Today, at 51 years old, those pants fit him again. He also wears the title of winner in his division of the inaugural CCAC South Cross Campus 5K. Wells finished the 3.1-mile course in 26:45 to finish first in the men’s 50-59 age group.

“There were only three of us,” he says with a laugh.

Those three were among 67 people who participated in the event, held Oct. 14 on the South Campus. The entire route was paved, and it being Pittsburgh there were some rolling hills.

“It was a good route,” Wells says. “We have a big campus. We’re spread out with over 300 acres.”

The event was a family affair for Wells, whose mother, Margaret; wife, Jennifer; and daughter, Meghan, 20, walked the route. His other daughter, Ally, 17, ran with him.

He’s a proud papa as Ally won her age group, finishing in 28:51.

This wasn’t Wells’ first 5K. He started running to lose weight when he was 40, and quickly him shed 20 pounds. Now he runs for pleasure and exercise.

Wells said the event drew a good mix of CCAC employees and students.

Victor Yates, a 25-year-old liberal arts and science major running in his first 5K, won the men’s 20-29 age group in 24:08.

“I wanted to start a fitness club on campus and I thought this could help promote being healthy,” Yates says.

Student Development Specialist Abby Hindman urged him to run.

“The race was awesome,” he says. “I’m a sprinter, so I don’t run that far very much. There were a couple hills, a couple challenges for me.

“I was winded around the third mile, but one of my good friends, Omer Mukhtar, ran with me and motivated me.

Mukhtar finished second in his age group.

The run was a great way to enjoy the beauty of the campus, which you may not be able to do while driving. The temperature was in the low 40s, perfect for runners.

The idea of CCAC holding its own 5K had been kicked around for years, Wells says.

“There’s more focus on the fitness of our students and connecting physical fitness with academic performance.
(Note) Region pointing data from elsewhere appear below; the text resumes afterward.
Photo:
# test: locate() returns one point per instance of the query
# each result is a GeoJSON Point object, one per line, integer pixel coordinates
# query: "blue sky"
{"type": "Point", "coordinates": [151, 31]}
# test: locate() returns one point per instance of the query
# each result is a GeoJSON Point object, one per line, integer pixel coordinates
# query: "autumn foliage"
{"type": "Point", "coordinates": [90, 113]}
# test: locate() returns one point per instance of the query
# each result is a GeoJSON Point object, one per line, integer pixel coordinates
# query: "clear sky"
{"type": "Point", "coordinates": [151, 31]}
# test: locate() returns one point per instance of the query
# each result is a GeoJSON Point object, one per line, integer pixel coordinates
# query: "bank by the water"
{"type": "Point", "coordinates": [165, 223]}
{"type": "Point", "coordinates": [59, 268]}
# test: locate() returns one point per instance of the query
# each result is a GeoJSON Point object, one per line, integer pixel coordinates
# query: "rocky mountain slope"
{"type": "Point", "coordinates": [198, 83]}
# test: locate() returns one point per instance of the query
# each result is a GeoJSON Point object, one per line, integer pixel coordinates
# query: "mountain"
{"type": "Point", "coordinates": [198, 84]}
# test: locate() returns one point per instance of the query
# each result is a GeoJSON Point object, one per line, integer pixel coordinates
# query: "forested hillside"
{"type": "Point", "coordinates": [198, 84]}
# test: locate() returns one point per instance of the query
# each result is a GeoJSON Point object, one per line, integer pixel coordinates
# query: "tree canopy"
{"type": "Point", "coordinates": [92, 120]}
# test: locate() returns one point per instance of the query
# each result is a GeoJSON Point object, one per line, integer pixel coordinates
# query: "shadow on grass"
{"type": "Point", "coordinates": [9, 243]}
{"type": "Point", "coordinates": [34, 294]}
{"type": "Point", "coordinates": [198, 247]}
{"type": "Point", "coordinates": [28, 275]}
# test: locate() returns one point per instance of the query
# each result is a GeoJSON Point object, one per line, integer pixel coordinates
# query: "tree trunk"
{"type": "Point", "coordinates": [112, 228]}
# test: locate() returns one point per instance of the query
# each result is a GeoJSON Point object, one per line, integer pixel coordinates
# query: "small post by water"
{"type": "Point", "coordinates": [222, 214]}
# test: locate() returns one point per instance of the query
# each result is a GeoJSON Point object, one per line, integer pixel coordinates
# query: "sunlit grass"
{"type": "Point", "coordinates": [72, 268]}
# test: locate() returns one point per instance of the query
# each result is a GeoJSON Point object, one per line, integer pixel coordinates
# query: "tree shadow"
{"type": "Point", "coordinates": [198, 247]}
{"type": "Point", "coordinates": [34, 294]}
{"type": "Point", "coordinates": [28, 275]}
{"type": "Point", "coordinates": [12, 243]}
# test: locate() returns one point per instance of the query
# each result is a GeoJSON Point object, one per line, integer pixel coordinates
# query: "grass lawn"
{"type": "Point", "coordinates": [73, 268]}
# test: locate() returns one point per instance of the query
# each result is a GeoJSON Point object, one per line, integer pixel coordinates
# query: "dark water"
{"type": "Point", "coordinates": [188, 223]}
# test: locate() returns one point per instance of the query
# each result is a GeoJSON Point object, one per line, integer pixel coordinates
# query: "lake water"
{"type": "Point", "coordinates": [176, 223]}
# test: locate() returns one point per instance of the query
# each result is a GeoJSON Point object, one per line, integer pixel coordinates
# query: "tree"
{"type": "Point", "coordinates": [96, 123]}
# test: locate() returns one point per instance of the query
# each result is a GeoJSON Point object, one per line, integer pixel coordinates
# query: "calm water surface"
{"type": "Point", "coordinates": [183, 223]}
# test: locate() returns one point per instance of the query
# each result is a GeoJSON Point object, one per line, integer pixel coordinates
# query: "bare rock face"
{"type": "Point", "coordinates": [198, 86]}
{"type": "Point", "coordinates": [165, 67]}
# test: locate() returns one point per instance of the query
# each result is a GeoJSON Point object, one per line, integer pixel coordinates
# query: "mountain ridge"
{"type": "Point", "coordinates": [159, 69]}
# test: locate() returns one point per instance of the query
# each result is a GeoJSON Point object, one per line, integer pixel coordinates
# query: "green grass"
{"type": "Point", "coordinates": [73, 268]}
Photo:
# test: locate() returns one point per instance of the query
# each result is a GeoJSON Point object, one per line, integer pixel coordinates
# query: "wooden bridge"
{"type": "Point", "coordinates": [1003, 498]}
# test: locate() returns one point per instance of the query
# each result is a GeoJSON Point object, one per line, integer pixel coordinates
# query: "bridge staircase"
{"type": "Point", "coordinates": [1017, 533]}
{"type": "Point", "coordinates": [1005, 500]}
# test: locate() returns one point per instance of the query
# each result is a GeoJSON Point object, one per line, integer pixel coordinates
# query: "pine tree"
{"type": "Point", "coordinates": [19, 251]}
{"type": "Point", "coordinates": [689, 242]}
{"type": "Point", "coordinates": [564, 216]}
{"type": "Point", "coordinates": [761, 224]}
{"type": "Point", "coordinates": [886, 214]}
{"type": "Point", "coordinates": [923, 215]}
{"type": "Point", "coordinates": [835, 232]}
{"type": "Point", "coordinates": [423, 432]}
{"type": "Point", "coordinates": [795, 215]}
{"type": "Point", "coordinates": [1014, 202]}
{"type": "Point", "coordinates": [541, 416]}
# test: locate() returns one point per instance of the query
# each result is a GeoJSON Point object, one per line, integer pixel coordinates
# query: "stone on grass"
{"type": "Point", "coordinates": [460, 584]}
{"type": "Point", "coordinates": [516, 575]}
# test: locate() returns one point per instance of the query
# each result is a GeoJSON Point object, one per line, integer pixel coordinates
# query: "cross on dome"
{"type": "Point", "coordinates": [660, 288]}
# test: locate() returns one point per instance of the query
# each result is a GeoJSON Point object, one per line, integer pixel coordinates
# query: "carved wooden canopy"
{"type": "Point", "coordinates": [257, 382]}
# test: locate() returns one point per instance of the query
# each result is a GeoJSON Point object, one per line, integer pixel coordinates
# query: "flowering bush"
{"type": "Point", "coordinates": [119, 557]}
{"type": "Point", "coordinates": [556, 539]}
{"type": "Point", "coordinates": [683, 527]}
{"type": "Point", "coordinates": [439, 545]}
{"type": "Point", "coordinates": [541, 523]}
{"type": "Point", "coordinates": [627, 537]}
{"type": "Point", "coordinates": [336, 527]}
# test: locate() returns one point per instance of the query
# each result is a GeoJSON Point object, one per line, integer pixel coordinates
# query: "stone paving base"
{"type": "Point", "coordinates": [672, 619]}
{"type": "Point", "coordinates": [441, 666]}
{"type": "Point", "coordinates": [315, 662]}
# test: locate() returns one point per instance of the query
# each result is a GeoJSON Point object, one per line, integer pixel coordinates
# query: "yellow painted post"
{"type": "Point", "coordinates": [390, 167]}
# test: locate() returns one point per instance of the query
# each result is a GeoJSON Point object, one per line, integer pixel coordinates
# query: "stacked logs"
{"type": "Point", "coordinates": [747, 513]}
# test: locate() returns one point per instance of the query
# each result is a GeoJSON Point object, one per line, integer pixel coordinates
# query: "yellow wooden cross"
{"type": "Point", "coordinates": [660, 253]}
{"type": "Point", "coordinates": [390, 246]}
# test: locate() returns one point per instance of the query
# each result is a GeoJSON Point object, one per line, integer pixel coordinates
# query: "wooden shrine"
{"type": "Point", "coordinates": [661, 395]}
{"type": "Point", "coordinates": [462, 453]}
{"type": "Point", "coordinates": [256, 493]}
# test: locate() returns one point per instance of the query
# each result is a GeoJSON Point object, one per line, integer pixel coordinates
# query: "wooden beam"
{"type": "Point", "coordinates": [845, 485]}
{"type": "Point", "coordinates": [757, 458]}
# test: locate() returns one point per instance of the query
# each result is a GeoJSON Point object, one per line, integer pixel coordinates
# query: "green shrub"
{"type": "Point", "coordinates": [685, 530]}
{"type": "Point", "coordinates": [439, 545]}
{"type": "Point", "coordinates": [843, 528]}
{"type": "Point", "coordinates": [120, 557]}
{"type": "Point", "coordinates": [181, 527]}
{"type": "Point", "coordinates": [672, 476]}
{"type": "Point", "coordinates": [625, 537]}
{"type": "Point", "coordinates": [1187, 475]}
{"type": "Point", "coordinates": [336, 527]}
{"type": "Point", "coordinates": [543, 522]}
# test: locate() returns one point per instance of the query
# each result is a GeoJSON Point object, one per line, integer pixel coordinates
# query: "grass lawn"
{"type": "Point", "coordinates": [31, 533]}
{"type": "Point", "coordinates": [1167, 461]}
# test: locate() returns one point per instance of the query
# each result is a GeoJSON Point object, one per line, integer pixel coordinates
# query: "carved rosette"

When you exercise, you think more clearly and you perform better,” he says. “We are looking more at the whole student, rather than focusing just on academics.”

Wells is encouraged school officials are planning to hold the event again in 2019.

“This was well-organized with plenty of volunteers cheering us on, with plenty of water and food after,” he says. “It was a lot of fun to be out there in a less formal setting with the students.”

What especially impressed Wells was how so many runners and fans came out the same day Penguins hockey legend Mario Lemieux was hosting his annual 6.6K race in downtown Pittsburgh. That race, called 6.6 because Lemieux wore No. 66, draws thousands.

Hindman expects a bigger turnout next year for the CCAC 5K.

“It raised money for clubs, organizations and The Miracle League,” she says. “I think this will continue to grow. We’ve never before had any programming on a Sunday on campus,” Hindman adds.